# Causal Effect Estimation

### Generate data

We start by generating data from the following SCM

In [None]:
set.seed(1)

generate_data <- function(){
    n <- 200
    V <- rbinom(n, 1, 0.2)
    W <- 3*V + rnorm(n)
    X <- V + rnorm(n)
    Y <- X + W^2 + 1 + rnorm(n)
    Z <- X + Y + rnorm(n)
    data.obs <- data.frame(V=V, W=W, X=X, Y=Y, Z=Z)
    return(data.obs)
}

data.obs <- generate_data()

# Visualize data set
pairs(data.obs)

Assume now that we know the causal ordering induced by the SCM and that
* $X$ is a treatment variable,
* $Y$ is the response and
* $(V, W, Z)$ are additional covariates.

Furthermore we will assume a partially linear outcome model, i.e., 
$$Y = \theta X + g(V, W) + \epsilon\quad \text{with}\quad\mathbb{E}[\epsilon\mid X, V, W]=0.$$

We are interested in estimating the causal effect of $X$ on $Y$, corresponding to the parameter $\theta$ in the partially linear model.

### Confounding and selection bias

Ignoring the causal structure can lead to wrong conclusions. In the following exercise, we will see the two most important types of bias that may occur:
* **Confounding bias:** Bias arising because of unaccounted variables that have an effect on both treatment and response.
* **Selection bias:** Bias arising due to conditioning on descendents of the response. This can occur either if we only observe a subset of the entire sample or if we mistakenly include a descendent of the response in the outcome model.

#### Exercise 1

**(a)** Below we fitted several different outcome models. Compare the resulting coefficients for $X$. Which regressions appear to lead to unbiased estimates of the causal effect?

In [None]:
library(gam)

# linear model of Y on X
lin_YX <- lm(Y ~ X, data=data.obs)
# linear model of Y on X and V
lin_YV <- lm(Y ~ X + V, data=data.obs)
# linear model Y on X and W
lin_YW <- lm(Y ~ X + W, data=data.obs)
# gam model of Y on X and s(W)
gam_YW <- gam(Y ~ X + s(W), data=data.obs)
# gam model of Y on X, V and s(W)
gam_YVW <- gam(Y ~ X + V + s(W), data=data.obs)
# gam model of Y on X, V, s(W), s(Z)
gam_YVWZ <- lm(Y ~ X + V + W + Z, data=data.obs)

# Print each model
results = list(linear_X = unname(coefficients(lin_YX)['X']),
               linear_V = unname(coefficients(lin_YV)['X']),
               linear_W = unname(coefficients(lin_YW)['X']),
               gam_W = unname(coefficients(gam_YW)['X']),
               gam_VW = unname(coefficients(gam_YVW)['X']),
               gam_VWZ = unname(coefficients(gam_YVWZ)['X']))
results

**(b)** List all valid adjustment sets for this causal structure.

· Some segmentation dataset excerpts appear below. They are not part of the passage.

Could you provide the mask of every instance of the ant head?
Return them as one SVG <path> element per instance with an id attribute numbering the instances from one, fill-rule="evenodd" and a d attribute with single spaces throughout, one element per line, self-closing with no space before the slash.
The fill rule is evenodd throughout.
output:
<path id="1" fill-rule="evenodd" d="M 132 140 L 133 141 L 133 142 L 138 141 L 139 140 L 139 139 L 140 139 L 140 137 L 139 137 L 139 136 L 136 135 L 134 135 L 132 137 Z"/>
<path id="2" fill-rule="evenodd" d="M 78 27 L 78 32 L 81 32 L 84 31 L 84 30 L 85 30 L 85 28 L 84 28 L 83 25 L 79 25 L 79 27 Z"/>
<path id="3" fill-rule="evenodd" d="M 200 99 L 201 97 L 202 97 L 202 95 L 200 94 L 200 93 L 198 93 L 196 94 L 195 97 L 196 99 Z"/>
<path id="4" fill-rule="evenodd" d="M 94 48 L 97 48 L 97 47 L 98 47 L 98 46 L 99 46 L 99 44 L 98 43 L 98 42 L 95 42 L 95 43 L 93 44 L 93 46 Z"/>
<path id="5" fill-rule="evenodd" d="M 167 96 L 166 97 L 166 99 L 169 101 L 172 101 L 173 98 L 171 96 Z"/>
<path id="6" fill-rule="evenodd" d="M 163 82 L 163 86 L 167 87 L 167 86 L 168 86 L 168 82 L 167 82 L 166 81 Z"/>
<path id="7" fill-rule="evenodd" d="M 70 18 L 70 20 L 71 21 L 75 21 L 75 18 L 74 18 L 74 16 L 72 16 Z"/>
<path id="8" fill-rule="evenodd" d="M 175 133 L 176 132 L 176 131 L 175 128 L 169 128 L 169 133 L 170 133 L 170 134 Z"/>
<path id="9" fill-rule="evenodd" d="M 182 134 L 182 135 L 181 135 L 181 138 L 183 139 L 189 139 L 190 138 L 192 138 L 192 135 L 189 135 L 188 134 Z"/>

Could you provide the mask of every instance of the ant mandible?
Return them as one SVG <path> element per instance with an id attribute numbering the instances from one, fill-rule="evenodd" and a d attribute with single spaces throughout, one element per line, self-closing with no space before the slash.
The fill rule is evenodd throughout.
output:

The valid adjustment sets are: $(X, V)$, $(X, W)$ and $(X, V, W)$

**(c)** Assume now that you only have access to the subset $\texttt{data.cond}$ constructed below. Use a gam regression Y ~ X + s(W) to estimate the causal effect. What do you observe?

In [None]:
data.cond = data.obs[data.obs$Z<1,]

In [None]:
# Fit outcome model
gam_YW <- gam(Y ~ X + s(W), data=data.cond)
print(unname(coefficients(gam_YW)['X']))

Since the data set $\texttt{data.cond}$ was constructed by conditioning on the variable $Z$, which is a a descendent of the response, the causal effect estimate has a selection bias.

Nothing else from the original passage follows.